Te sonrojaste en un segundo, abriste esos ojos de una manera que solo a vos te salía, te tapaste la cara con las manos y saliste corriendo otra vez hacia la plaza.

Te seguí, por supuesto. Nuestros amigos también, pensando que había pasado algo terrible. Pero cuando llegué hasta vos, cuando te abracé por detrás bajo ese jardín colgante que se mecía suavemente con la brisa, susurraste:

—Te tardaste demasiado, tonto.

Y mientras se te caía una lágrima, agregaste:

—Por supuesto que sí quiero ir con vos. ¿Y sabés qué? Vos también me gustás, y mucho.

Entonces nos besamos por primera vez. Tu primer beso, mi primer beso. El mundo se detuvo completamente. Tus labios sabían a chicle de menta y a futuro.
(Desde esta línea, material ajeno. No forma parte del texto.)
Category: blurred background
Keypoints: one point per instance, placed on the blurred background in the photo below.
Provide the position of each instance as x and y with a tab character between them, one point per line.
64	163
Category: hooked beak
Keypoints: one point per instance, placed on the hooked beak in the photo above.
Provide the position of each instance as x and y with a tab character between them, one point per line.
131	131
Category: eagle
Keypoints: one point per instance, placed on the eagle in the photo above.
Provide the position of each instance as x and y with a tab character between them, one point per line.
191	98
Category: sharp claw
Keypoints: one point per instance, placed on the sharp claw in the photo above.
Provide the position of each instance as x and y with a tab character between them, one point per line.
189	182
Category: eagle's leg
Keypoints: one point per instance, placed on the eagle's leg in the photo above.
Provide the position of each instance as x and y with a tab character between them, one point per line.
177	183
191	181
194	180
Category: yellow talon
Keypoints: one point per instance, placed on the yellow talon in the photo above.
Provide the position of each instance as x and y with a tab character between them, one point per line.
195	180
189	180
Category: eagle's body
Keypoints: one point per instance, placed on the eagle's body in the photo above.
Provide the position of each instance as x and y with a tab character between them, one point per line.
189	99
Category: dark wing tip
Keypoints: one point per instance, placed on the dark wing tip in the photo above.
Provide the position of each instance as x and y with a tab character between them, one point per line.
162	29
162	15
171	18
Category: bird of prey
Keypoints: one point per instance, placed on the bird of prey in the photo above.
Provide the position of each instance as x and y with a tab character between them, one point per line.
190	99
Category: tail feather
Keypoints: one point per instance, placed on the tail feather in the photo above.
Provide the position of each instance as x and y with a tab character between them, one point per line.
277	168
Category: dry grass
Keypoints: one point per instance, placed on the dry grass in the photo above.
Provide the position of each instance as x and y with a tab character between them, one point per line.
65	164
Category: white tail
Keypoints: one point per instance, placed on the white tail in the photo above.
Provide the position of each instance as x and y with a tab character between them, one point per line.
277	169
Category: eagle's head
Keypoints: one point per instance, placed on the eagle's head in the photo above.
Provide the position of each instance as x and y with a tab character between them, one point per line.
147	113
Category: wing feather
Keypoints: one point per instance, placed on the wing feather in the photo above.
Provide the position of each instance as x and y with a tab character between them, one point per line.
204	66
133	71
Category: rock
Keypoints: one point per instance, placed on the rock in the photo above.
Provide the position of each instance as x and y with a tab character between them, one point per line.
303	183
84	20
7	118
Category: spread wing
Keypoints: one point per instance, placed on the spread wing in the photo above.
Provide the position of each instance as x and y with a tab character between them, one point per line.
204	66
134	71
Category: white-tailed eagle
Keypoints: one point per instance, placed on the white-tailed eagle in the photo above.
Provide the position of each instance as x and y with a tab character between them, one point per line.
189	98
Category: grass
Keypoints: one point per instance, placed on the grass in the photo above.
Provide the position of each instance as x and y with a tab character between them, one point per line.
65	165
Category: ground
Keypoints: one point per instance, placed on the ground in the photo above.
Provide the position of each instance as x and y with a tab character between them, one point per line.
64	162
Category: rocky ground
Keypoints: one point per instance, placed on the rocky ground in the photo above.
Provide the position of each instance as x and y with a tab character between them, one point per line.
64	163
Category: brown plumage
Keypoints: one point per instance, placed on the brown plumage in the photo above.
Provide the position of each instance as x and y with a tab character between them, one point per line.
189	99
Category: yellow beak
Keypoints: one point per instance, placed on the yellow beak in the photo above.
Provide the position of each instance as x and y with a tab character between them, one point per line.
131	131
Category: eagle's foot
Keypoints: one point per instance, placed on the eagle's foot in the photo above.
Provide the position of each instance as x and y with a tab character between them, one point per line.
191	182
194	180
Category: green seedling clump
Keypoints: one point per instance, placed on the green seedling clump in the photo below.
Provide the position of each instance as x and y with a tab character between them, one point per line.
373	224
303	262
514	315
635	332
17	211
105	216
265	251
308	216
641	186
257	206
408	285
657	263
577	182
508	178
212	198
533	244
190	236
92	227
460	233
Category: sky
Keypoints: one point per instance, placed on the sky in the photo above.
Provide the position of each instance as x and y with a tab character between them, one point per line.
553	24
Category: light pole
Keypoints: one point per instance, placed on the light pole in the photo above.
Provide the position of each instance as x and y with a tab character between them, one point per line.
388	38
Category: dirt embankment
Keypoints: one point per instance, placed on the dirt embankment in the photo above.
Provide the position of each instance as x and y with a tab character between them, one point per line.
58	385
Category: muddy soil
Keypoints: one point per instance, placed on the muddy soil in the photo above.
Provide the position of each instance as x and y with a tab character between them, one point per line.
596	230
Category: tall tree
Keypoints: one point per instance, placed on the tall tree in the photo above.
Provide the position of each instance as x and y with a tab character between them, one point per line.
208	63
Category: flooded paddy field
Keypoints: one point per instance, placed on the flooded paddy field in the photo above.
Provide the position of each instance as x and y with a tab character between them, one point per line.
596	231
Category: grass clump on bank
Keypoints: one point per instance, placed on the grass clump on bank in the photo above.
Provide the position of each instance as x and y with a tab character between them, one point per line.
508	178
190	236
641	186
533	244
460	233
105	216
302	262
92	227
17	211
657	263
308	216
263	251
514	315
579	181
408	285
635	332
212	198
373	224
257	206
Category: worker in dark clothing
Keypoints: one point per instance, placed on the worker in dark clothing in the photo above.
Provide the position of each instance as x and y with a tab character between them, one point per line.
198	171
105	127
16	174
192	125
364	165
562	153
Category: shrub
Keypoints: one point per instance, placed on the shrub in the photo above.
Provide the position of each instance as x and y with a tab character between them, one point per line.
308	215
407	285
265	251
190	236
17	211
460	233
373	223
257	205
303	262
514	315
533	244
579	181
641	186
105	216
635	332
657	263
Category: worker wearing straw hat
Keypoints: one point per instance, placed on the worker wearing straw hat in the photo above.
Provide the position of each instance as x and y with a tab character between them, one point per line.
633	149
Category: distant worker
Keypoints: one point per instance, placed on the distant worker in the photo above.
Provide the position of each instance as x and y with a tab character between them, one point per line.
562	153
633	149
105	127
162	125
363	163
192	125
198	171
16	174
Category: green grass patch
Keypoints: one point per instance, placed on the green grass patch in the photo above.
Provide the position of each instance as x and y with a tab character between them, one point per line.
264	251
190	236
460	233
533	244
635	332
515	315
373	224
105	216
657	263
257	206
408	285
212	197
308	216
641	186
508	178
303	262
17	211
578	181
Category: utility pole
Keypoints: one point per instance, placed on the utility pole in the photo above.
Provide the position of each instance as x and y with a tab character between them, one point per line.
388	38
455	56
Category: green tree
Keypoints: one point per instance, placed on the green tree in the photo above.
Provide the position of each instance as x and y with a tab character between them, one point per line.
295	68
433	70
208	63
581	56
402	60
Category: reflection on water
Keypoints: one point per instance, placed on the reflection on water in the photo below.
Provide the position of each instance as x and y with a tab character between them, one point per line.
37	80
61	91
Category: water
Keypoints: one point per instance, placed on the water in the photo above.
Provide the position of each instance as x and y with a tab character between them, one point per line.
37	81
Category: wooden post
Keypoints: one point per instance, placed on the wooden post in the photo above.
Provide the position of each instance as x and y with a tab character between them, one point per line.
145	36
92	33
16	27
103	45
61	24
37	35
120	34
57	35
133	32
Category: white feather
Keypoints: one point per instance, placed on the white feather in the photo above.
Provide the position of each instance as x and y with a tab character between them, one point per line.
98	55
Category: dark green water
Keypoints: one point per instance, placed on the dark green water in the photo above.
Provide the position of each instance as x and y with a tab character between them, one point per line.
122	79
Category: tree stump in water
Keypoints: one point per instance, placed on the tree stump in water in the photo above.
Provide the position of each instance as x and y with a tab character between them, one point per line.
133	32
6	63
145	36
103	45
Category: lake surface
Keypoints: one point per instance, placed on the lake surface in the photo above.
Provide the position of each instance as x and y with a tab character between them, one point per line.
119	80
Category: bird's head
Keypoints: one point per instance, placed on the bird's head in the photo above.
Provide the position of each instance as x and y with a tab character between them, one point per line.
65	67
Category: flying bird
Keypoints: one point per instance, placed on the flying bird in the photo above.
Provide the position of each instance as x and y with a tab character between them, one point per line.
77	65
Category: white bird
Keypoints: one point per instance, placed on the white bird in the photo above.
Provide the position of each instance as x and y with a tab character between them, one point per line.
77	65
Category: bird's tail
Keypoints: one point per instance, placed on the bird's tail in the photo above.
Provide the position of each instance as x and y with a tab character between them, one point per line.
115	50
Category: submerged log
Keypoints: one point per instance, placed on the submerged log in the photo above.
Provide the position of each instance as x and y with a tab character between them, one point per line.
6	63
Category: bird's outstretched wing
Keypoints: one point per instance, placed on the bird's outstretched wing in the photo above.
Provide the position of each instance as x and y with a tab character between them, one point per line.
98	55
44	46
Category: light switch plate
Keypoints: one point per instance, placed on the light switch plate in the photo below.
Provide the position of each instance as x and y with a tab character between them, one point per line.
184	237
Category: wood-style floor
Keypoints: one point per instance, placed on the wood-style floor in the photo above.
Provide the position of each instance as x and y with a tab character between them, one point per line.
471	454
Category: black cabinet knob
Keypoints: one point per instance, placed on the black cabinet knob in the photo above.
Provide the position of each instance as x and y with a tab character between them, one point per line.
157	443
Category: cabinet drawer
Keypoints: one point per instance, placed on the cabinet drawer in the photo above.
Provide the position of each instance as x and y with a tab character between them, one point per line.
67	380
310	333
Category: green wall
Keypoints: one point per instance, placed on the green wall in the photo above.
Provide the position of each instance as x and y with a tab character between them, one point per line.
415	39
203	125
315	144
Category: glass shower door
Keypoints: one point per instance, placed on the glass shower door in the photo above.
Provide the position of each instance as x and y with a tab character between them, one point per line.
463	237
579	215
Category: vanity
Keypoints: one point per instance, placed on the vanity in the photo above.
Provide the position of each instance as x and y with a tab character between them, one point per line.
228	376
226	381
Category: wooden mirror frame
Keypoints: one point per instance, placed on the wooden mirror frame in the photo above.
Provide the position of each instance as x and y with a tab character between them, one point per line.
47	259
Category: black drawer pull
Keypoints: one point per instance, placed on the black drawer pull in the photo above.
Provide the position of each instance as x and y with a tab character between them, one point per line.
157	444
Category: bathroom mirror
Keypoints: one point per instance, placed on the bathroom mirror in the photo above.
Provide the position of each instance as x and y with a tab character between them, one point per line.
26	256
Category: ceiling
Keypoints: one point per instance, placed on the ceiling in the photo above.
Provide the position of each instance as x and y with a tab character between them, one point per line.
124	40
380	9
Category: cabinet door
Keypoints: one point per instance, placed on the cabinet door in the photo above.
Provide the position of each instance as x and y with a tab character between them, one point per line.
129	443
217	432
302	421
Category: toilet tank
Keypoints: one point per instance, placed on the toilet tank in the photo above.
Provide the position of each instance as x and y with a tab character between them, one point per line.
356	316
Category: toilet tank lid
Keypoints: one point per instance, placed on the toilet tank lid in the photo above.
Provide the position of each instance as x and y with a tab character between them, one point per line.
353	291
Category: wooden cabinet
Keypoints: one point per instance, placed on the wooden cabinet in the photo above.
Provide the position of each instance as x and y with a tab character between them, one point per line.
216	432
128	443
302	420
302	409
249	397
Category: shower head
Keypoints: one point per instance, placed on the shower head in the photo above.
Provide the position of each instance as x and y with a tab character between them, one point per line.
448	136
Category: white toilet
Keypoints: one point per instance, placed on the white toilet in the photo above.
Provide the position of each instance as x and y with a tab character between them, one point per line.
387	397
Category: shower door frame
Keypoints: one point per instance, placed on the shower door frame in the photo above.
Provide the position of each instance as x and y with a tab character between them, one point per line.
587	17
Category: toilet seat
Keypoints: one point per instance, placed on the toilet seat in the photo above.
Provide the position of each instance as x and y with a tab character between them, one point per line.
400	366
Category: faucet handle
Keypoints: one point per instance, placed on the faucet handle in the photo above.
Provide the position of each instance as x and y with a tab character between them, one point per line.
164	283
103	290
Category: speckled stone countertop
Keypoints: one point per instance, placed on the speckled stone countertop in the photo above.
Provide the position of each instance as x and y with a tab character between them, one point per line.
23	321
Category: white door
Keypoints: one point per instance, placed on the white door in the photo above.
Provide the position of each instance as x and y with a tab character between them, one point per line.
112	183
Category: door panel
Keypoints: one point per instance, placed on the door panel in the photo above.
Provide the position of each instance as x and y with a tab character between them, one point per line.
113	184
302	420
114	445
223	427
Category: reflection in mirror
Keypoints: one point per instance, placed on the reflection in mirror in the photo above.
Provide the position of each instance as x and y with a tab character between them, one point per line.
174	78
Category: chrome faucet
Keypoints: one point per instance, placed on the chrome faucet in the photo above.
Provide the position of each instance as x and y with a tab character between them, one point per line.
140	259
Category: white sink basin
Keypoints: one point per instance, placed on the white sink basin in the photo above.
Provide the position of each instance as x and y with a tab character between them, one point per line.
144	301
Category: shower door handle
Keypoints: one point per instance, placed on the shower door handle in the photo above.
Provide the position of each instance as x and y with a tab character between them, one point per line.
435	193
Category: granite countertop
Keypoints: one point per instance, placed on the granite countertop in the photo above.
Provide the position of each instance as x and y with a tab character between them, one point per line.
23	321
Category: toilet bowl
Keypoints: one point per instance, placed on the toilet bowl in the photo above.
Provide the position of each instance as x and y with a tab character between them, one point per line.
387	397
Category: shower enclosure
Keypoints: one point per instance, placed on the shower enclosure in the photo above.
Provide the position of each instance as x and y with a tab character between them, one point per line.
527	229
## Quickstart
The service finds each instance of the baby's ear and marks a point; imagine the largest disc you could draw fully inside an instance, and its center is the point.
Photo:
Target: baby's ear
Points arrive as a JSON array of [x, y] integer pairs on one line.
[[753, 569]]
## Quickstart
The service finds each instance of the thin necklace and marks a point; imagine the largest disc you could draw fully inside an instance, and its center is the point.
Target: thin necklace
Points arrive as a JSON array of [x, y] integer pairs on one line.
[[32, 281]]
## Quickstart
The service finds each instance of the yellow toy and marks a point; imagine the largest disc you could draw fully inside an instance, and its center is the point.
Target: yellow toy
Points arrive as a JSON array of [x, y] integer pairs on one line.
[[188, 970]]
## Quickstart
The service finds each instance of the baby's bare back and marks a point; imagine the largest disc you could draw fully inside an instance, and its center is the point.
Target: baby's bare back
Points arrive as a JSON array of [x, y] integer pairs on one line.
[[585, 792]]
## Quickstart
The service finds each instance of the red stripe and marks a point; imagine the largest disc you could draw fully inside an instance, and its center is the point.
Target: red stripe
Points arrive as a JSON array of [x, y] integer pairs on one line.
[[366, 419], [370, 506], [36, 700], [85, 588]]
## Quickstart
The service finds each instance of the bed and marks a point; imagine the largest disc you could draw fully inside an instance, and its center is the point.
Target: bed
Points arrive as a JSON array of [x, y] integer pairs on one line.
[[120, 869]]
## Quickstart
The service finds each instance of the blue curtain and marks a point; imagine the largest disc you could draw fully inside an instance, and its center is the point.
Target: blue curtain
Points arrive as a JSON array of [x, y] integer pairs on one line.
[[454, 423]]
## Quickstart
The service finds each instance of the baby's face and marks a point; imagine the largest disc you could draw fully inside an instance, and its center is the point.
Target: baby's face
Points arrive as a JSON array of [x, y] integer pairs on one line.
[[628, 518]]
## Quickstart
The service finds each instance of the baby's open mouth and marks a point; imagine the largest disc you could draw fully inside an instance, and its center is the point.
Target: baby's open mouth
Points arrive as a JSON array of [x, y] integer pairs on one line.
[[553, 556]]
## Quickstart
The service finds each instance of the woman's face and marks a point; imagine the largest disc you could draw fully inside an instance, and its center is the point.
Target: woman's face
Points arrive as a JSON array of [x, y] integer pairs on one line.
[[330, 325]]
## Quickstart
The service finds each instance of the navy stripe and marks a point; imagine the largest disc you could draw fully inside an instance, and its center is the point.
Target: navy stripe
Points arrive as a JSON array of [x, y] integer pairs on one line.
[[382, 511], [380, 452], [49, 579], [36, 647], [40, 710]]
El ruido de la ciudad desapareció, y solo quedamos vos y yo, y el perfume de las flores del jardín colgante, y el sol que se filtraba entre las hojas.

Nuestros amigos aplaudieron y gritaron, interrumpiendo la magia del momento. Pero cuando apoyé mi frente en tu frente y te dije las palabras más sinceras de mi vida, nada más importó:

—Te amo, Eva.

—Te amo, Alexander —me respondiste con alegría.

Desde ese momento hasta el baile solo faltaban dos semanas, pero fueron las dos semanas más intensas de mi vida adolescente. Cada día era una excusa para estar juntos.

Salíamos todas las tardes. A veces íbamos por helados a esa heladería de la esquina de tu casa, y vos siempre pedías chocolate con dulce de leche, y yo siempre frutilla, y terminábamos mezclando los gustos con las cucharitas como dos chicos traviesos. Otras veces caminábamos por el parque, y vos me contabas de tu sueño de ser maestra, de cómo te imaginabas frente a un aula llena de chicos con ojos curiosos, y yo te escuchaba embobado pensando que no había nada más hermoso que verte hablar de tus pasiones.

Una tarde fuimos al cine a ver una película romántica que elegiste vos, y yo fingí que me interesaba, pero la verdad es que me la pasé mirándote de reojo, fascinado por cómo te emocionabas con cada escena, cómo susurrabas los diálogos que ya sabías de memoria.